About 200 third-grade students from Prince George’s County schools arrived at FedEx Field — home of the NFL’s Washington Redskins — Tuesday morning with a gleam in their eyes as they received an inside look of the stadium. Meeting some of the players was the first thing on their visit to-do list.
But reading and learning was the true focus of the day that brought together county leaders and Redskins players to create a buzz for reading by introducing the “Redskins Read Book Challenge,” a program that offers a Redskins’ certificate of completion and prizes for area students who read 10 or more books during the 2012-2013 academic year.
The daylong kick-off provided students with guided tours of the stadium by going to various reading stations where county officials supporting the program read to them in places such as the team locker room, cheerleader practice studio, press box and field.
Templeton Elementary student Isaac Clark, 8, of Riverdale, said he most enjoyed “when we got to go down to the field. And it was cool to actually see the players.”
Redskins wide receiver Joshua Morgan and cornerback Josh Wilson read books to groups of students and spoke to them about the importance of reading and staying healthy and active as did officials including County Executive Rushern L. Baker, III (D), County State’s Attorney Angela Alsobrooks, County Fire Chief Marc Bashoor, County Schools Interim Superintendent Alvin Crawley and County Deputy Police Chief Hector Velez.
Isaac also said reading is important and was glad to see community leaders and Redskins showing them that reading is fun.
“[Reading] helps you know new bigger words so when you get older you can be smarter,” Isaac said.
The participating schools included Templeton Elementary in Riverdale, Overlook Elementary in Temple Hills, Langley Park-McCormick Elementary in Hyattsville, Forest Heights Elementary in Forest Heights, Columbia Park Elementary in Landover and William Beanes Elementary in Suitland.
Thirty students from each school were chosen to attend the kick-off event based on their behavior, attendance and grades.
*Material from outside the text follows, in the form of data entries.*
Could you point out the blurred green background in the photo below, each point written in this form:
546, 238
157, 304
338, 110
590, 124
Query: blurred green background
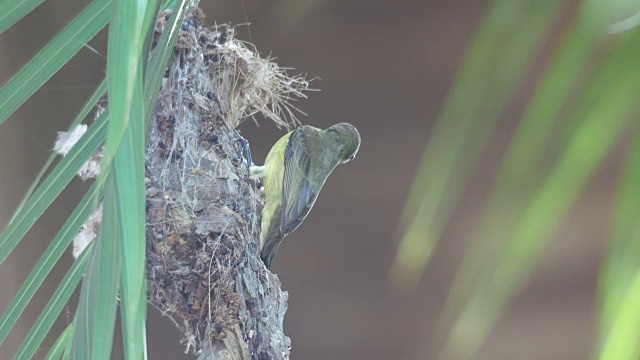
493, 211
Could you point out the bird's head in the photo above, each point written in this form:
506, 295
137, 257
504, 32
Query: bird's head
348, 140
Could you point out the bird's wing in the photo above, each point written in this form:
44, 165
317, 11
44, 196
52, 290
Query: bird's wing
299, 192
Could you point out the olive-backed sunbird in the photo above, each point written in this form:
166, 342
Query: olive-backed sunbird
293, 173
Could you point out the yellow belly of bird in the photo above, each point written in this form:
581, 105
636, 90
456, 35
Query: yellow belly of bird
272, 180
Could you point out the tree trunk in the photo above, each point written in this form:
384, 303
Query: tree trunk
203, 213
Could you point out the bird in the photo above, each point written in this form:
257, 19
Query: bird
293, 174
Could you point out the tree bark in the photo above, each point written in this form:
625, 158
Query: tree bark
203, 213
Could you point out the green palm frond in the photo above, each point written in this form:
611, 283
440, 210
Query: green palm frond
121, 129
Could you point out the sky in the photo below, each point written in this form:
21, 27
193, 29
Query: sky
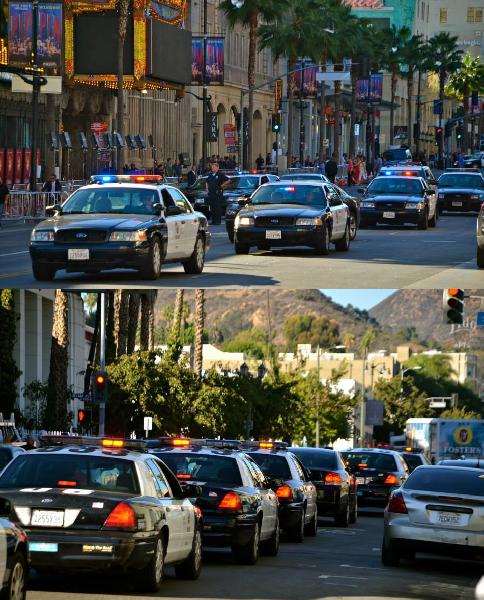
362, 299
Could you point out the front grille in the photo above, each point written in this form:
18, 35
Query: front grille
77, 236
274, 221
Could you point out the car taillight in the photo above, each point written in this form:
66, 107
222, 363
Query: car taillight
332, 478
122, 516
231, 501
284, 492
396, 503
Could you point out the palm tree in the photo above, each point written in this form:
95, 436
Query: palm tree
56, 414
249, 15
199, 327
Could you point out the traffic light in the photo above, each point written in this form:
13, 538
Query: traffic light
276, 122
453, 306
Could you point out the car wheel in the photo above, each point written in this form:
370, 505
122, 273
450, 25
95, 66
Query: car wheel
480, 257
43, 272
248, 553
15, 588
241, 248
342, 518
151, 576
271, 546
343, 244
322, 246
311, 528
152, 268
194, 265
296, 533
390, 558
191, 567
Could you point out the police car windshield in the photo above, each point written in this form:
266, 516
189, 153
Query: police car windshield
126, 200
461, 180
203, 468
308, 195
74, 470
395, 185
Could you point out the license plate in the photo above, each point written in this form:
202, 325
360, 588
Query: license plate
449, 518
81, 254
43, 547
48, 518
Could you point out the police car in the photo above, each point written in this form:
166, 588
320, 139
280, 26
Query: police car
89, 503
120, 222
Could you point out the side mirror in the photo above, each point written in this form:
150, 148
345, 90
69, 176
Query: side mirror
173, 211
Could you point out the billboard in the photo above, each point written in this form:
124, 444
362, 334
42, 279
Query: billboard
20, 34
214, 68
49, 37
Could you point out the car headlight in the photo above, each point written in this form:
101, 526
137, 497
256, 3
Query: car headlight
42, 236
243, 221
128, 236
312, 221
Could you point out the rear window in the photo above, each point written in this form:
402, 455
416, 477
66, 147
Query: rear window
316, 460
203, 468
369, 460
275, 467
447, 481
74, 471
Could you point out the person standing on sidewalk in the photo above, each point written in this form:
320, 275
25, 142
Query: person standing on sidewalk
216, 181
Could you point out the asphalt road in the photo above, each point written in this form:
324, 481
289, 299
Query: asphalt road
382, 257
339, 564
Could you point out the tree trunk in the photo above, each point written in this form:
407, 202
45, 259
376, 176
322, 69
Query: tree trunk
133, 319
122, 24
199, 326
253, 23
291, 65
56, 414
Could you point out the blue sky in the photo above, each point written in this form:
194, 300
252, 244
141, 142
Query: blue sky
363, 299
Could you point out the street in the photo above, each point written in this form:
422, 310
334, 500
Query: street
339, 563
382, 257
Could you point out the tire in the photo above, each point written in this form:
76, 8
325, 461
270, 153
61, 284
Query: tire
343, 245
241, 248
43, 272
423, 222
152, 268
194, 265
191, 567
311, 529
322, 247
390, 558
296, 533
248, 554
151, 576
480, 258
342, 519
15, 588
271, 546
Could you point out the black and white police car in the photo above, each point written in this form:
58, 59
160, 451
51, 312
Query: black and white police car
120, 222
90, 503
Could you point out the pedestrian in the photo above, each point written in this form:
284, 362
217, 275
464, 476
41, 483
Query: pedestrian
216, 181
331, 168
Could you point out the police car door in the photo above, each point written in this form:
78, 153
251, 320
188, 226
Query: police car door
190, 222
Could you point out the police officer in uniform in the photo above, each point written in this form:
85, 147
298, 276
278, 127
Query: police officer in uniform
216, 181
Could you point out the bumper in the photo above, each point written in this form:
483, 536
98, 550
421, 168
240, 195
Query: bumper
294, 236
89, 551
101, 256
401, 534
227, 530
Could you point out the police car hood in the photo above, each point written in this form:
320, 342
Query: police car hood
106, 222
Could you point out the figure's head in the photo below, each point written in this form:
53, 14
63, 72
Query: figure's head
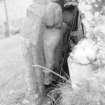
70, 14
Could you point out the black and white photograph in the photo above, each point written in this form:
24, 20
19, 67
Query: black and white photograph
52, 52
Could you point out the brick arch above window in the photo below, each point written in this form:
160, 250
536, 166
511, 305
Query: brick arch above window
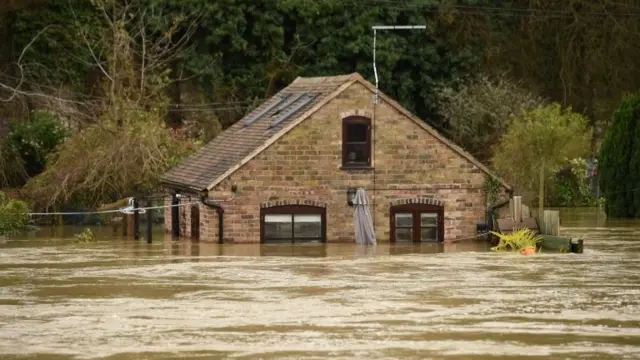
417, 200
356, 113
270, 204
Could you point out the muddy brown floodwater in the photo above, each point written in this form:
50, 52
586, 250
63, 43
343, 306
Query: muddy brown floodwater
121, 299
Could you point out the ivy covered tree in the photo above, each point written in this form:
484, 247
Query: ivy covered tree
537, 143
619, 161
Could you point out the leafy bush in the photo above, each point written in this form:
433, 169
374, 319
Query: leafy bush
480, 111
570, 187
108, 161
35, 138
619, 161
538, 143
12, 171
14, 215
518, 240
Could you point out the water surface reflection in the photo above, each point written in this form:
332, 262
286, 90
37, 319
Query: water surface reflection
121, 299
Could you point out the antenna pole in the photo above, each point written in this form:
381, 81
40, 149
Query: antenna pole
387, 27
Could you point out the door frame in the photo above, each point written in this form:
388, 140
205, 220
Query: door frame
416, 209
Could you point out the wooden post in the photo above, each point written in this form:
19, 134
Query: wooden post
149, 221
551, 222
511, 209
131, 229
175, 215
136, 220
517, 210
125, 224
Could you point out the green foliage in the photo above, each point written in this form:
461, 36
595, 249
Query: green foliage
86, 236
492, 189
35, 138
538, 143
59, 57
14, 215
247, 49
12, 170
480, 111
619, 161
107, 161
518, 240
570, 186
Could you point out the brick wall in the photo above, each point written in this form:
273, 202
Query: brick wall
305, 165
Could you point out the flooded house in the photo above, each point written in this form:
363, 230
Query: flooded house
288, 170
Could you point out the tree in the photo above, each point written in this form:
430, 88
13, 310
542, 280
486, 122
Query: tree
13, 215
480, 111
580, 53
619, 161
537, 143
127, 146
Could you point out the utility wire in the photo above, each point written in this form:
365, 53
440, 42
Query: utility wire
493, 10
122, 210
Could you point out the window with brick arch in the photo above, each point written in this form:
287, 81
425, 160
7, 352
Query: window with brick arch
356, 142
415, 223
293, 224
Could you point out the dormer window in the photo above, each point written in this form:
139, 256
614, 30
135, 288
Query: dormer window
356, 142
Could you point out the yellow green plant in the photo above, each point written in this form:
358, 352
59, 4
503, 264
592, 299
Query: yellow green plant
84, 237
517, 240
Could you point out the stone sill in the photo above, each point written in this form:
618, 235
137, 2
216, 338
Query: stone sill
361, 167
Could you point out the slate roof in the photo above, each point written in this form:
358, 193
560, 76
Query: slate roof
265, 124
227, 149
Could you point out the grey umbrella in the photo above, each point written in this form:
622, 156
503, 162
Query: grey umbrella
365, 234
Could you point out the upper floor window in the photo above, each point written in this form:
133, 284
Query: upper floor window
356, 142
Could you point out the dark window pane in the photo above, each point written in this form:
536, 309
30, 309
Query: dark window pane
404, 235
307, 226
277, 226
357, 132
429, 234
404, 220
428, 219
357, 153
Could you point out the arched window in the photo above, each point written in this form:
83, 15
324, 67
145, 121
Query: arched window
417, 223
356, 142
292, 224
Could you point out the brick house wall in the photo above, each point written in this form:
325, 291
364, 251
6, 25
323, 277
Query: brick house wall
304, 165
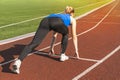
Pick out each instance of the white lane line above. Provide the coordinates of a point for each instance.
(32, 34)
(96, 64)
(78, 34)
(43, 16)
(58, 55)
(103, 59)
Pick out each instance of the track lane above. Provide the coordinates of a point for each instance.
(47, 68)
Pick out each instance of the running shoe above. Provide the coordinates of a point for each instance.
(63, 57)
(16, 67)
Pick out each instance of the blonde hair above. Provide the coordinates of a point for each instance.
(69, 10)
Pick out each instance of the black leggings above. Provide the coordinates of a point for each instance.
(46, 25)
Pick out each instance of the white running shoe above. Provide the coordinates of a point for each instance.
(63, 57)
(16, 66)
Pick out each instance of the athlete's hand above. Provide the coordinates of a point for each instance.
(77, 54)
(51, 52)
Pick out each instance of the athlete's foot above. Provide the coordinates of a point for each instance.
(51, 52)
(16, 67)
(63, 57)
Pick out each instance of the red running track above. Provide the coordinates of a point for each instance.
(100, 43)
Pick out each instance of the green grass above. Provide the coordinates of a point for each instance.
(13, 11)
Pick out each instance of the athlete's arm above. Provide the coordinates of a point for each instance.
(74, 36)
(52, 43)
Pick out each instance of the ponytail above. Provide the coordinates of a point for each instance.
(69, 10)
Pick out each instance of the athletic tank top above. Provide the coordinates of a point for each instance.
(65, 18)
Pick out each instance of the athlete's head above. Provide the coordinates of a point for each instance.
(69, 10)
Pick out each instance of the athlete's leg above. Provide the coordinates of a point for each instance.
(39, 36)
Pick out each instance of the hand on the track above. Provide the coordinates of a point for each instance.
(77, 55)
(51, 52)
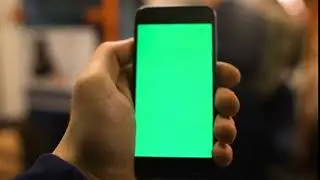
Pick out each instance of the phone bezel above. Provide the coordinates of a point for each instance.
(150, 167)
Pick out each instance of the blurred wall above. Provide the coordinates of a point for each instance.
(12, 63)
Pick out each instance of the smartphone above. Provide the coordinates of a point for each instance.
(173, 93)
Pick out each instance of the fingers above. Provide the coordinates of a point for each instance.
(225, 130)
(226, 102)
(227, 75)
(124, 81)
(222, 154)
(111, 56)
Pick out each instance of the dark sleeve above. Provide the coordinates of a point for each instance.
(51, 167)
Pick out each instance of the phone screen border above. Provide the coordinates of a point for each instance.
(150, 167)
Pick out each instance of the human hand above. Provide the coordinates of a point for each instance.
(100, 138)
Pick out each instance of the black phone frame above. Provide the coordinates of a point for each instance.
(190, 168)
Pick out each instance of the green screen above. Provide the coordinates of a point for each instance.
(174, 90)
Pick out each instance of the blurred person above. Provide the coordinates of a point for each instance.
(305, 84)
(11, 151)
(99, 141)
(265, 43)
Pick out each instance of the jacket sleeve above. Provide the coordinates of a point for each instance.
(51, 167)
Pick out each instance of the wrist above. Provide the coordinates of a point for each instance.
(93, 172)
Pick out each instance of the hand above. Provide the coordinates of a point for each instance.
(99, 140)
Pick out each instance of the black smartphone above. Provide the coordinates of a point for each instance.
(173, 93)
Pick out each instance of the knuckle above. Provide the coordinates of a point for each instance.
(89, 82)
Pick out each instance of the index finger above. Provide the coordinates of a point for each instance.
(110, 57)
(227, 75)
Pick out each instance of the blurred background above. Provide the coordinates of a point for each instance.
(45, 43)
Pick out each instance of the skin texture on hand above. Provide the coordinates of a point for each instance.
(100, 137)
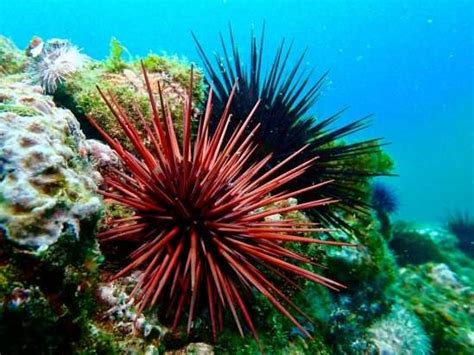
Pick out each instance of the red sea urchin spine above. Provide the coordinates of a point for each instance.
(199, 227)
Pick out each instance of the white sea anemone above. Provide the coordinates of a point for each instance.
(57, 61)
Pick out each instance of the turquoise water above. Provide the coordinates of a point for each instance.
(410, 63)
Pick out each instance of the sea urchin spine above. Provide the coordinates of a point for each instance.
(200, 226)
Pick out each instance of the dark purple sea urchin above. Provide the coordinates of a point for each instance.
(200, 230)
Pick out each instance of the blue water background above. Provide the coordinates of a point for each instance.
(408, 62)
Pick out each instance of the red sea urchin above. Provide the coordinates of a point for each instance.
(199, 226)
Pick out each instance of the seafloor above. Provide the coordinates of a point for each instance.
(408, 287)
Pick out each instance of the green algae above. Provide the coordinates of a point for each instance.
(19, 110)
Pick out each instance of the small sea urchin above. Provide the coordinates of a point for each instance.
(200, 232)
(53, 61)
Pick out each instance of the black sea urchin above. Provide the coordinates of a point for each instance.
(286, 96)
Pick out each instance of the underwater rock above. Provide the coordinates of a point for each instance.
(399, 333)
(45, 184)
(193, 348)
(461, 224)
(121, 314)
(12, 60)
(123, 79)
(414, 244)
(443, 301)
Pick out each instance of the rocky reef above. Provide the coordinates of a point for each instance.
(408, 287)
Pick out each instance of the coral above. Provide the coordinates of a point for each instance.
(198, 226)
(287, 95)
(442, 303)
(45, 186)
(400, 332)
(57, 60)
(462, 226)
(12, 61)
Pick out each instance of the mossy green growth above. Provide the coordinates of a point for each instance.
(445, 310)
(19, 110)
(79, 94)
(277, 334)
(12, 60)
(114, 62)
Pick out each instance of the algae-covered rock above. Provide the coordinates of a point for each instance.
(53, 61)
(12, 60)
(443, 303)
(45, 185)
(418, 244)
(399, 333)
(124, 81)
(49, 212)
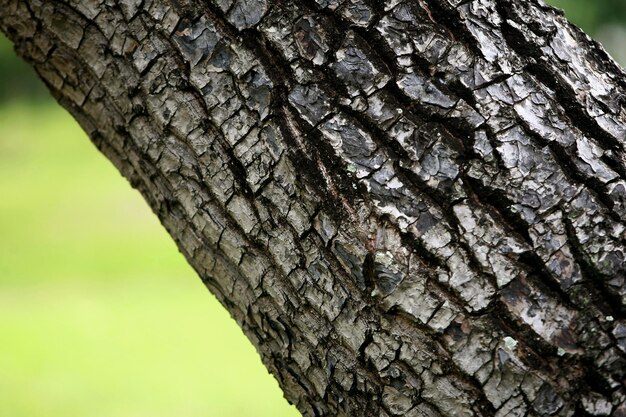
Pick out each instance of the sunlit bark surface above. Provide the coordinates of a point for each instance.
(412, 208)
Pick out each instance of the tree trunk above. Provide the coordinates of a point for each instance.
(411, 207)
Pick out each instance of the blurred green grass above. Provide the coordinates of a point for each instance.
(99, 313)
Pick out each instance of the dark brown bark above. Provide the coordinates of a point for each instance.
(411, 207)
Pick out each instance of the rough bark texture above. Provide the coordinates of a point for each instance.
(412, 207)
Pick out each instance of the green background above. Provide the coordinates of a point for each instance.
(99, 313)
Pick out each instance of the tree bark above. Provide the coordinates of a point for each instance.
(411, 207)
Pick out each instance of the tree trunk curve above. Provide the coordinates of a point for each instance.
(412, 208)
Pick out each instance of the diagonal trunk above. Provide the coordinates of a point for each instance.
(411, 207)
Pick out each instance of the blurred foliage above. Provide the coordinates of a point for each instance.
(17, 78)
(99, 313)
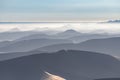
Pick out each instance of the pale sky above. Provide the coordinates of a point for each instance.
(58, 10)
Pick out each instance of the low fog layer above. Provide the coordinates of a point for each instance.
(82, 27)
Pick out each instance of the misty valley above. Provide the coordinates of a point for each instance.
(60, 53)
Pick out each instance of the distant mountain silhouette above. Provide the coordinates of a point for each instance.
(105, 45)
(27, 45)
(85, 36)
(71, 65)
(35, 36)
(68, 33)
(12, 55)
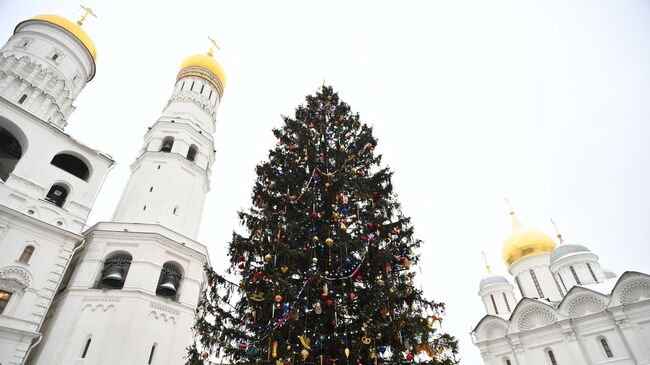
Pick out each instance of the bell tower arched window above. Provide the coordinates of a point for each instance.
(169, 281)
(57, 195)
(10, 153)
(167, 144)
(116, 267)
(72, 165)
(28, 251)
(191, 153)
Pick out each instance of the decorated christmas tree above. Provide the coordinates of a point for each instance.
(326, 266)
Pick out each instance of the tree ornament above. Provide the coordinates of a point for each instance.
(304, 341)
(274, 351)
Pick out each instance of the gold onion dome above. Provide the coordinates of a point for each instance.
(524, 242)
(193, 65)
(73, 28)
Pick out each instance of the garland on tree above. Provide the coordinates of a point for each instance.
(326, 266)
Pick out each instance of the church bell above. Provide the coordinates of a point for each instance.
(168, 283)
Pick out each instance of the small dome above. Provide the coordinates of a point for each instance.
(205, 62)
(73, 28)
(565, 250)
(524, 242)
(492, 280)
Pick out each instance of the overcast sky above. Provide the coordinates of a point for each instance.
(546, 103)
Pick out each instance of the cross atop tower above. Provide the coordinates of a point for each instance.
(212, 46)
(88, 11)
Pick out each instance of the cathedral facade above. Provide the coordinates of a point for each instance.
(571, 311)
(122, 291)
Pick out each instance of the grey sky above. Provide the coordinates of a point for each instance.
(547, 103)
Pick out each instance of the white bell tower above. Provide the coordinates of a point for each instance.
(132, 296)
(48, 180)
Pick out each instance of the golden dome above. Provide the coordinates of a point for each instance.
(205, 62)
(524, 242)
(73, 28)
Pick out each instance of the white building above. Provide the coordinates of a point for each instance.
(571, 311)
(120, 292)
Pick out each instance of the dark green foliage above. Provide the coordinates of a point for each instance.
(328, 257)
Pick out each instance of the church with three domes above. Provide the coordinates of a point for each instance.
(570, 311)
(122, 291)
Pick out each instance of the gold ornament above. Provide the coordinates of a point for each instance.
(304, 341)
(305, 354)
(274, 352)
Templeton Elementary Principal Ebony Harrington said she was happy to see her students participating in such a program and said she could tell they were excited to be at FedEx Field.
“It’s a message kids are really going to enjoy,” Harrington said. “They are seeing the people that they adore also have a love for reading.”
Morgan, who read “The Busy Body Book” to groups of students and led a huddle where students put their hands in a circle and shouted “Straight As,” grew up in Washington, D.C., and said he was honored to be with the students and teach them that reading will help them progress in school.
“It’s definitely a humbling experience for me to be out here,” he said. “I’m more proud of the teachers because they’re doing a great job with these students. They’re well-mannered and they’re intelligent.”
Bashoor, who read the “Red-Eyed Tree Frog” to groups of students alongside Velez, said this was a chance for police and fire/EMS officials to reach out to area youth and show them that they are there to help the community in more ways than one.
“This is a really neat idea. It’s an opportunity for us to get out in a non-threatening environment, in a non-emergency environment and share some of what these kids need, which are some adult role models,” Bashoor said. “It’s an opportunity to show county officials as real people and not just somebody responding up and down the road.”